Ландшафт, в котором я живу долгое время, так или иначе откладывается на моей сетчатке, я понимаю, что вижу мир с учетом выступов и впадин всей этой государственной промышленности, именно по ним определяя для себя перспективу в застройке населенных пунктов, что встречаются на пути. Интимность этих химерных сооружений вокруг меня, ревнивое, эмоциональное отношение к нумерации на подъездах или к старым, уже не соответствующим истине вывескам — желтым на черном фоне — на проходных на самом деле не имеют ничего общего с географической или топографической привязанностью. Это скорее привязанность к самому себе, зависимость от себя, от собственного опыта, который не отпускает ни на шаг, вынуждая снова и снова возвращаться на места, где мне было несказанно хорошо или несказанно плохо. Только на первый взгляд кажется, что все зависит от воспоминаний, от ассоциаций и рефлексий, черта с два — никаких ассоциаций у меня не вызывают эти страшные числа на стенах домов, никаких рефлексий. Просто так случилось, что именно здесь, на этих улицах и площадях, мне посчастливилось провести последние пятнадцать лет своей жизни, именно под арками всей этой государственной промышленности я шел в пять утра теплым июньским воскресеньем, когда в целом городе не спал я один, и именно потому, что я это помню, я буду снова и снова возвращаться на это место, просто так — безо всякой цели, без всякого удовольствия.

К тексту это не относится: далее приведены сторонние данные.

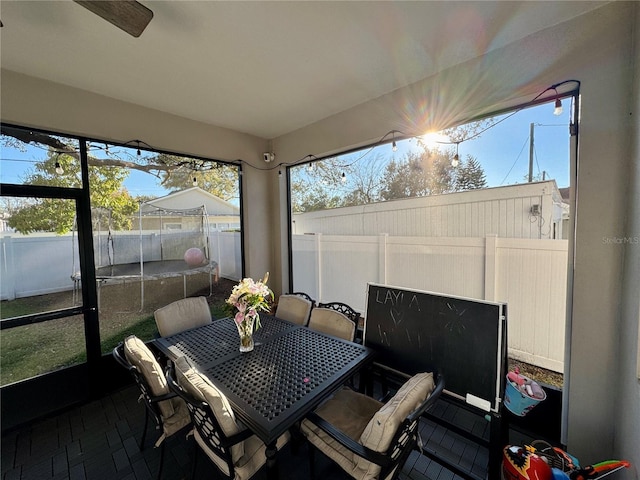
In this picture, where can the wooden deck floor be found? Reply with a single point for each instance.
(100, 441)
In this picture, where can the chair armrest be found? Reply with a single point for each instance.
(160, 398)
(236, 438)
(430, 400)
(346, 441)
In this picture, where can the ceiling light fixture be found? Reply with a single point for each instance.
(455, 161)
(127, 15)
(558, 107)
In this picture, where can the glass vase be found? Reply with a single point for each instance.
(245, 330)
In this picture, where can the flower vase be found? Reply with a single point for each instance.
(245, 330)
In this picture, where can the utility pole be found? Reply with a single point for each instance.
(530, 152)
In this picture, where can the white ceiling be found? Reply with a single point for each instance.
(263, 68)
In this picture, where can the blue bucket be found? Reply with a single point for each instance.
(518, 402)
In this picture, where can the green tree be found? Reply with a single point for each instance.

Хотя, возможно, именно это и есть ассоциации.

Возвращаясь, в свою очередь, к событиям прошлой осени, я вспоминаю одну чудесную заснеженную ночь, которая для нас только начиналась, впереди было несколько часов в окружении милиции и пьяных с вечера мудозвонов, то есть наших политических оппонентов, назовем их так. Мы с товарищем Геликоптером как раз пробили траву и пошли курить за памятник ильичу. В вечернем Харькове именно здесь и нужно заниматься такими вещами, мы стояли в зимних сумерках, с кеба сыпался праздничный снег, только что объявили о победе наших политических, назовем их так, оппонентов, но кого это на самом деле трогало, это только со стороны все выглядело таким образом, как будто ведется борьба политических программ и стратегий, на самом же деле вокруг нас там толклась такая куча отбитой прикольной публики, которая просто прогорала через кожу собственным драйвом и адреналином, что нам было реально насрать на решения какой угодно цик, что для нас меньше всего значило в тот момент, так это какая-то там цик, перед нами стоял госпром, красный полуразрушенный госпром, за нами под праздничным небом стоял ильич, нас, вместе с нашим драпом, охраняли десятки нервных милиционеров, о каких решениях какой цик вообще можно было говорить?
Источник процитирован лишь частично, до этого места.